Jul 02, 2004 23:36
To My Parents:
I want you to know, that I know you've been reading this journal. I also want you to know that if you think that I'm ever going to trust you again, you're insane! You promised me last time that you wouldnt do this to me again, you wouldnt go behind my back and read my journal. THIS ISNT FOR YOU! This is so I'm not crying my fucking eyes out every moment I'm in this damn world! This is so i can get my feelings out without taking them out on my friends(whom I've already lost enough of) and YOU(which then you just get mad at me which you should know by now dosnt help anything and makes me want to die even more!)! Now after reading this, you're going to do one of two things A) get pissed off and yell at me, which really helps me now dosnt it*sarcasum* or B) not mention it, in the case that I may not actually know that you're reading this. Believe me, I know you're reading this. You wanna know what's going on in my life? You wanna know what's wrong? You wanna help? THEN ASK!!!!! And if I dont tell you, it's cause you cant help anyways, no matter what. But i can tell you one thing: PROVING TO ME THAT I CANT EVEN TRUST MY OWN FUCKING PARENTS, DOSNT HELP ME ONE LITTLE BIT!!!!!!!! Wake up and smell the coffee, if you want me to talk, then first prove i can trust you. So far you havent done that. Another thing you could do, TRUST ME. Let me make my own mistakes and learn from them!
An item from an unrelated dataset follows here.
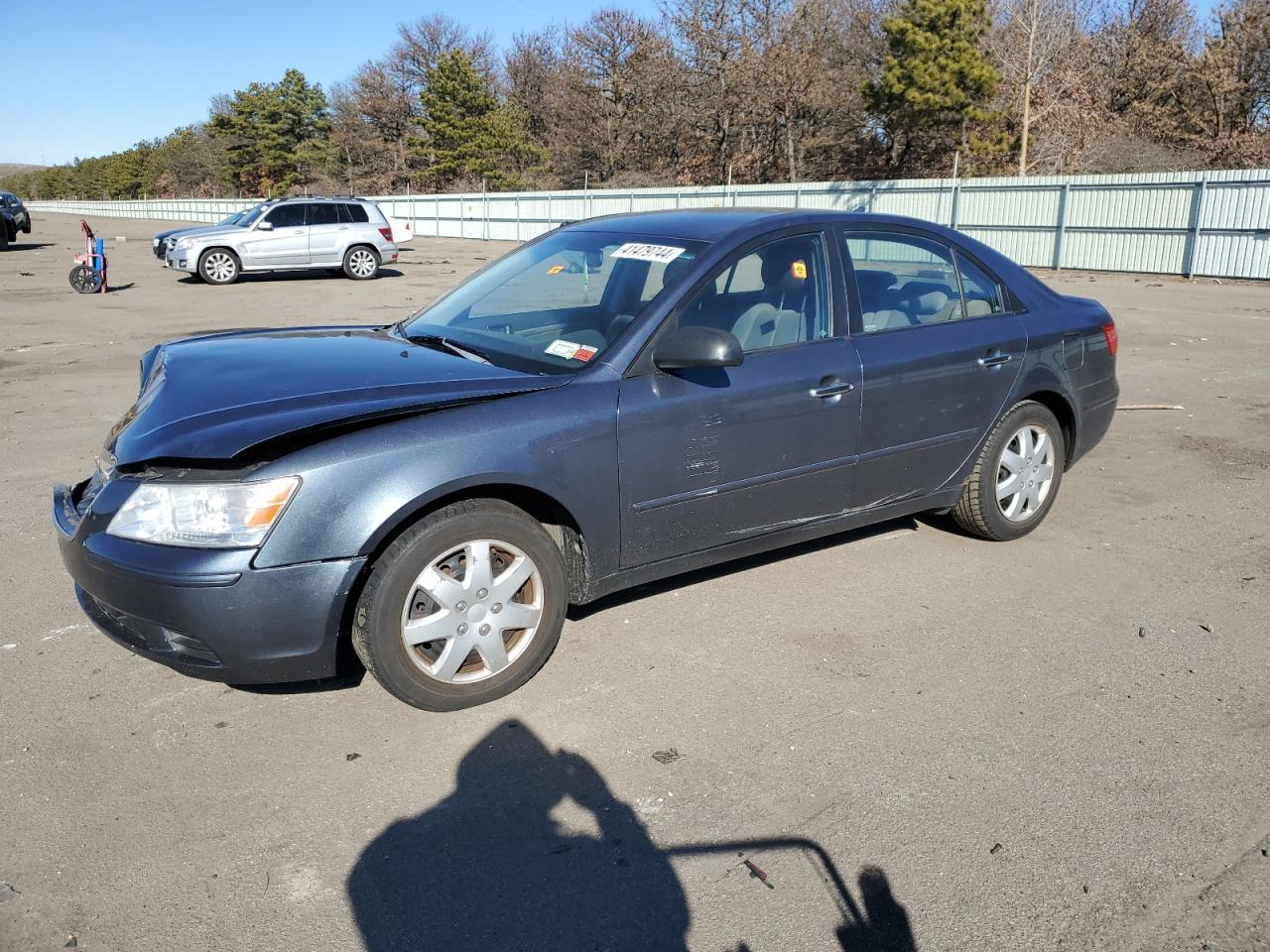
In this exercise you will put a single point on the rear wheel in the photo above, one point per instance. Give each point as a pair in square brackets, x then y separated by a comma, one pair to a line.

Now, this is what you do: you exit out of this website, you get up, and you come and tell me that you arent going to LIE to me anymore. Tell me that I can actually trust my parents! Then, you never come back here again. You wont check my history, you wont read my stuff, you wont look through my folders! I'm sick of this, I dont trust you at all. I dont even trust that you care if I die or not.
oh, and I want you to know: I hardly ever swear(only when im REALLY mad), I'm actually a really really good kid compared to my peers. So be happy with that.